Member of the House of Representatives
- In office 29 December 1969 – 15 November 1976
- Preceded by: Sadamori Iga
- Succeeded by: Sadamori Iga
- Constituency: Hyōgo 5th
- In office 1 October 1952 – 27 December 1967
- Preceded by: Saitō Takao
- Succeeded by: Sadamori Iga
- Constituency: Hyōgo 5th
- In office 22 May 1946 – 23 December 1948
- Preceded by: Constituency established
- Succeeded by: Kiichi Arita
- Constituency: Hyōgo 2nd (1946–1947) Hyōgo 5th (1947–1949)

Personal details
- Born: 29 September 1909 Yabu, Hyōgo, Japan
- Died: 10 January 1988 (aged 78)
- Party: Liberal Democratic
- Other party: LP (1945–1948) DP (1948–1950) Independent (1950–1952) Kaishintō (1952–1954) JDP (1954–1955)
- Alma mater: Tokyo Imperial University

= Tetsuzo Kojima =

Japanese jurist and politician (1909–1988)

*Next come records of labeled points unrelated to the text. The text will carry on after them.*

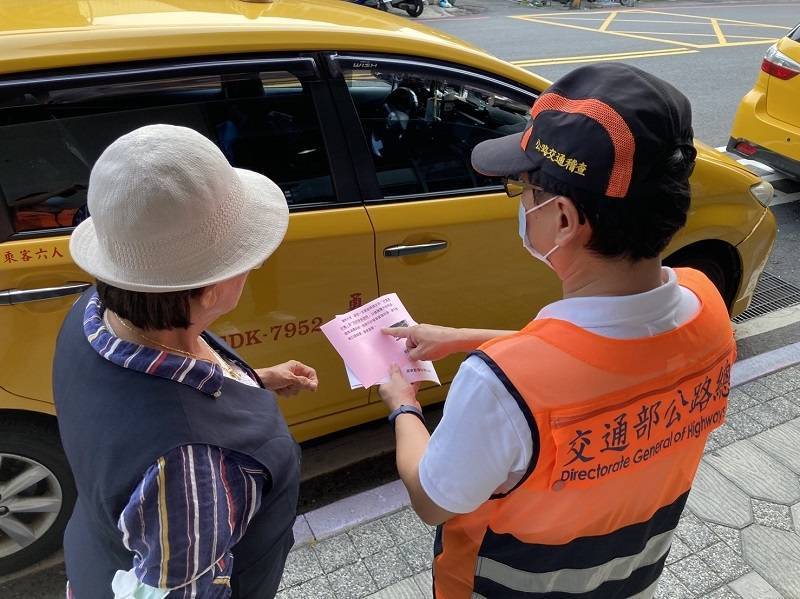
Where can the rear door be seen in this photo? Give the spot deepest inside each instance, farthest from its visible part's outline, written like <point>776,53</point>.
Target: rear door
<point>446,237</point>
<point>271,116</point>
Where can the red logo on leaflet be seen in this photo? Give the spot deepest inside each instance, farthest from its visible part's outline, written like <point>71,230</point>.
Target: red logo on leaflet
<point>355,301</point>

Tetsuzo Kojima (29 September 1909 – 10 January 1988) was a Japanese jurist who served as the minister of justice briefly between July and December 1960.

==Biography==
He was born on 29 September 1909 in Hyōgo Prefecture. He was a graduate of Tokyo Imperial University where he received a bachelor's degree in law. He was a member of the Liberal Democratic Party and served in the executive committee of the party heading its judicial affairs committee. He was appointed minister of justice on 19 July 1960 to the cabinet led by Prime Minister Hayato Ikeda, and served in the post until 8 December 1960.